Après avoir
exploré, défriché, déchiffré le monde d’après la « montée », Stéphane
Bovon, en scénariste professionnel, a décidé de nous offrir un
« prequel » à cette catastrophe fondatrice – l’élévation des eaux
jusqu’à l’altitude symbolique de mille mètres. Le troisième tome de la suite
« Gérimont » nous raconte la jeunesse du roi Louis Moray à Vevey, de
nos jours. La fresque est truculente et notre bon Stéphane en profite pour nous
narrer sa ville, les lieux emblématiques et, surtout, son microcosme politique.
Laurent Ballif, Fabienne Despot, Jérôme Christen, Oskar Freysinger en guest
star, et quelques autres encore, la peinture est enlevée, on rit à chaque
ligne, pas même d’un rire méchant.
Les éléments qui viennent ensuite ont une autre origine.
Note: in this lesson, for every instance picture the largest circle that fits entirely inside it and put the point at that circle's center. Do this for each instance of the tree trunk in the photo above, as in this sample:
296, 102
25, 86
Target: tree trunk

Bovon est une crème d’homme, jamais véreux,
méchant, énervé : un ami solide, ouvert, curieux, capable de toujours voir
le meilleur chez autrui … Vous avez affaire à mon double inversé ! Là où
je vous aurais glissé quelques vacheries à mots couverts, du sous-entendu en
mine de rien vitriolé, notre auteur nous offre un regard bonhomme et
perspicace.
Vous l’aurez
compris, cette saga Gérimont est le prétexte idéal afin de se regarder avec
distance, quasi la vérité d’un conte et Stéphane Bovon – dessinateur, auteur,
éditeur, graphiste, performeur, comédien, dj, etc. – nous fait partager sa …
sagesse. Sincèrement, et sans ironie, Stéphane est un puits (sans fond) de
culture au service d’une philanthropie à la portée de tous. Il dévide une
conception créative et sagace de l’histoire et du système politique
helvétiques. Cela tombe si juste que je n’ai quasi rien à y redire, trois fois
riens, du détail, une absence un peu marquée de l’Eglise catholique dans la
réalité religieuse vaudoise contemporaine et le fait de désigner les Habsbourgs
et leurs troupes « d’Autrichiens ». Habsbourg, le berceau de la
famille impériale, est un village … argovien et, à l’époque du soulèvement
d’Uri, Schwyz et bidule, la région avait les Habsbourgs, une famille du cru
donc, pour seigneur. On ne parlait même pas encore d’empire autrichien mais de
« Saint Empire romain germanique ». Du détail.
Le premier tome
était un choc, le second permettait au lecteur de « creuser le sillon » ;
il fallait marquer les esprits avec le troisième, le meilleur des trois à mon
avis, un texte que vous pouvez lire indépendamment de ses deux prédécesseurs :
la satire politique se suffit à elle-même. Il est du reste étonnant que l’on n’ait
pas fait plus d’échos aux « Deux vies de Louis Moray » en cette année
électorale !? Une municipale de Vevey m’en faisait la remarque, me
confiant encore qu’elle avait tant ri. Bovon affecte un style « décontracté »,
un joli travail de discours direct-indirect libre et le reste dans une écriture
fluide aux effets certains et discrets. Le texte est plaisamment référencé,
bandes-dessinées, pop-rock, peinture, surtout peinture, tout l’éclectisme de l’auteur.
C’est ici que l’on rappelle la présence d’une toile de Picasso première période
au musée Jenisch, un bassin dans le cloître de la cathédrale de Barcelone. Le
roman se termine sur cette toile du reste, et quelques mystères. Bovon a mené
une intrigue façon « Lost », scénario sophistiqué et lyrique sur le
ton d’Achille Talon. Une lecture nécessaire.